Catch lookalike-character spoofing
Attackers register domains and create usernames that look identical to a trusted
name but use a different Unicode character — a Cyrillic а instead of a Latin
a, a Greek ο instead of an o, or a fullwidth a. This is the basis of the
IDN homograph attack. This tool scans your text and flags every non-ASCII
character that imitates an ASCII letter or digit, showing which character it is
pretending to be and its code point.
How it works
The detector holds a mapping table of well-known confusable characters keyed
by the ASCII letter or digit they resemble (for example Cyrillic а U+0430,
е U+0435, о U+043E; Greek ο U+03BF, ρ U+03C1; fullwidth forms
U+FF21–U+FF5A; and letterlike/math symbols). It walks the input by code point;
any character that is not in the ASCII range U+0000–U+007F is looked up
in the table. A hit is reported as “looks like x”, along with the character’s
U+XXXX value so you can confirm exactly what it is. Pure ASCII text produces no
flags.
Example
The string аpple.com looks like apple.com, but the inspector flags the first
character as Cyrillic а (U+0430) imitating Latin a.
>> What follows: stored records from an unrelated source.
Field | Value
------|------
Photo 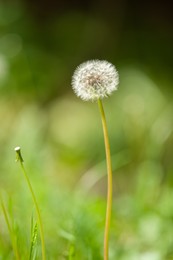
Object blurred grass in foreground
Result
[0,68,173,260]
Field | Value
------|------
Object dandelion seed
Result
[72,60,119,101]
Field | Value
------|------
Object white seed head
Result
[72,60,119,101]
[14,146,20,152]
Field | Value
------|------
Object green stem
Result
[98,99,112,260]
[1,199,20,260]
[19,159,46,260]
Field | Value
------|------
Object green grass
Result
[0,69,173,260]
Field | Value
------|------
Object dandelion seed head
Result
[72,60,119,101]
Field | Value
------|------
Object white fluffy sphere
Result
[72,60,119,101]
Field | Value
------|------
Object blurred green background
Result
[0,0,173,260]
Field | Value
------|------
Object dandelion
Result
[72,60,119,101]
[72,60,119,260]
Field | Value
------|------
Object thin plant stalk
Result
[1,199,20,260]
[98,99,112,260]
[15,147,46,260]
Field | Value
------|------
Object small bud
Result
[14,146,23,162]
[72,60,119,101]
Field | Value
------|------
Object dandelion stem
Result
[1,199,20,260]
[15,147,46,260]
[98,99,112,260]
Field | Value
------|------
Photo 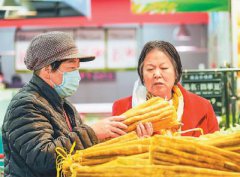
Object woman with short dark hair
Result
[113,41,219,136]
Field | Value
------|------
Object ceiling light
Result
[173,24,191,41]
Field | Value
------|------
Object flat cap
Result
[24,31,95,71]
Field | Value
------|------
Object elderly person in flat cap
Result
[2,31,152,177]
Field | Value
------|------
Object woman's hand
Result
[136,122,153,137]
[91,116,127,140]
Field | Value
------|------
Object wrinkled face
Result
[143,49,176,100]
[50,58,80,85]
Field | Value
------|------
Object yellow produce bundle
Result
[123,97,180,132]
[150,136,240,172]
[57,131,240,177]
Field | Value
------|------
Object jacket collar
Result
[30,74,64,112]
[178,84,206,135]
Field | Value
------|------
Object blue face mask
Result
[54,70,81,98]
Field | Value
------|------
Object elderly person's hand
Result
[91,116,127,140]
[136,122,153,137]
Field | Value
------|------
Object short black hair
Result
[137,40,182,84]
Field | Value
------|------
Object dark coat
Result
[2,75,98,177]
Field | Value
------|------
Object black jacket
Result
[2,75,98,177]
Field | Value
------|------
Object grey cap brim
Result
[59,53,95,62]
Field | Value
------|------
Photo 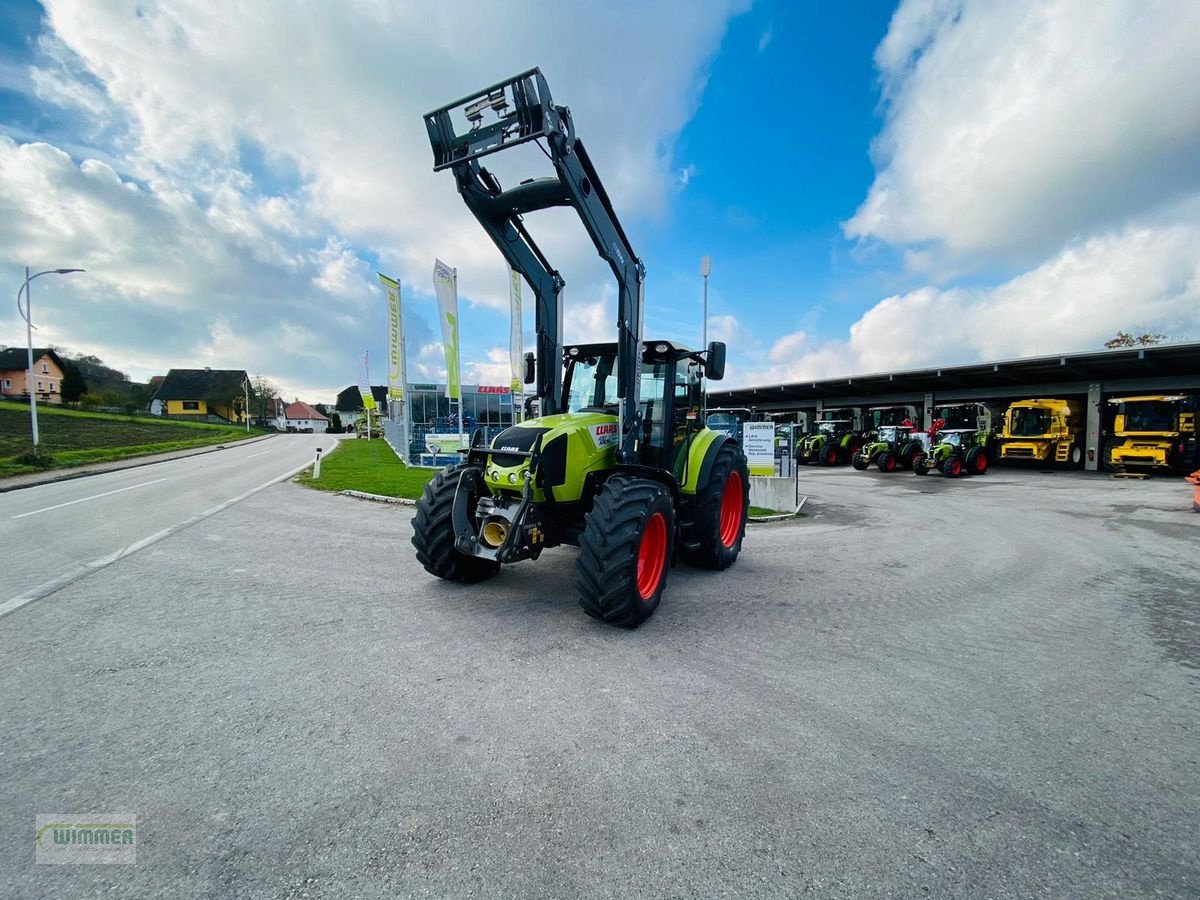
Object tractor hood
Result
[484,412,620,503]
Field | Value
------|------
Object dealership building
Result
[708,343,1200,470]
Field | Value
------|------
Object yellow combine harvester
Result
[1104,394,1198,473]
[1000,400,1086,469]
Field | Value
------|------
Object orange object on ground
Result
[1183,469,1200,512]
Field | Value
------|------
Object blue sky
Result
[0,0,1200,401]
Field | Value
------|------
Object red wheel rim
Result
[637,512,667,600]
[721,472,745,547]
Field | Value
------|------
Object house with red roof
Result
[278,400,329,434]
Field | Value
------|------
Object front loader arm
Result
[425,68,646,463]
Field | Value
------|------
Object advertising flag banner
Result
[379,272,404,400]
[433,259,462,401]
[509,268,524,394]
[359,354,374,409]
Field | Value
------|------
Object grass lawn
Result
[298,438,438,500]
[0,402,264,478]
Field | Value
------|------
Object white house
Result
[276,400,329,434]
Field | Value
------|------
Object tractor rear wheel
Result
[413,466,500,582]
[679,444,750,570]
[965,446,988,475]
[575,476,674,628]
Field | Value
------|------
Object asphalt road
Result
[0,460,1200,898]
[0,434,336,616]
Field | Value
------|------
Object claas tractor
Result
[796,407,863,466]
[850,422,929,472]
[413,68,750,628]
[1104,394,1200,474]
[998,400,1086,469]
[912,403,995,478]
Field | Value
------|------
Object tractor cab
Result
[556,341,725,470]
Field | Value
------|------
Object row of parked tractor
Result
[709,395,1200,478]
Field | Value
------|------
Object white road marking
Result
[13,478,167,518]
[0,461,312,617]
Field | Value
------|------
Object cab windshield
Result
[566,356,617,413]
[1012,407,1050,437]
[1120,400,1177,431]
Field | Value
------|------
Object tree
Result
[250,376,280,425]
[1104,331,1166,350]
[62,360,88,403]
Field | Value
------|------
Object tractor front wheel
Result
[575,476,674,628]
[966,446,988,475]
[679,444,750,570]
[413,466,500,582]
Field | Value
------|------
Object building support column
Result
[1084,382,1104,472]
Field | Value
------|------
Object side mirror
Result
[704,341,725,382]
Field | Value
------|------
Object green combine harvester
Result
[413,68,750,628]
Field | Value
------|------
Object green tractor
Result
[413,68,750,628]
[850,422,928,472]
[912,403,996,478]
[796,407,863,466]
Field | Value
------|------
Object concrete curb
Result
[746,497,809,523]
[0,434,276,493]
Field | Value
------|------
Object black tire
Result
[679,444,750,571]
[575,475,674,628]
[962,446,988,475]
[413,464,500,583]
That single substitution
is enough to fool a quick glance and route a victim to an attacker-controlled
site.
Tips and notes
- When a domain is flagged, check whether your browser shows it as
xn--…Punycode — that confirms it is an internationalised (non-ASCII) name. - Whole-script confusables (an entire word written in Cyrillic that spells a Latin word) are the hardest to spot by eye and the most dangerous; this tool surfaces every non-ASCII letter so a mixed-script string stands out.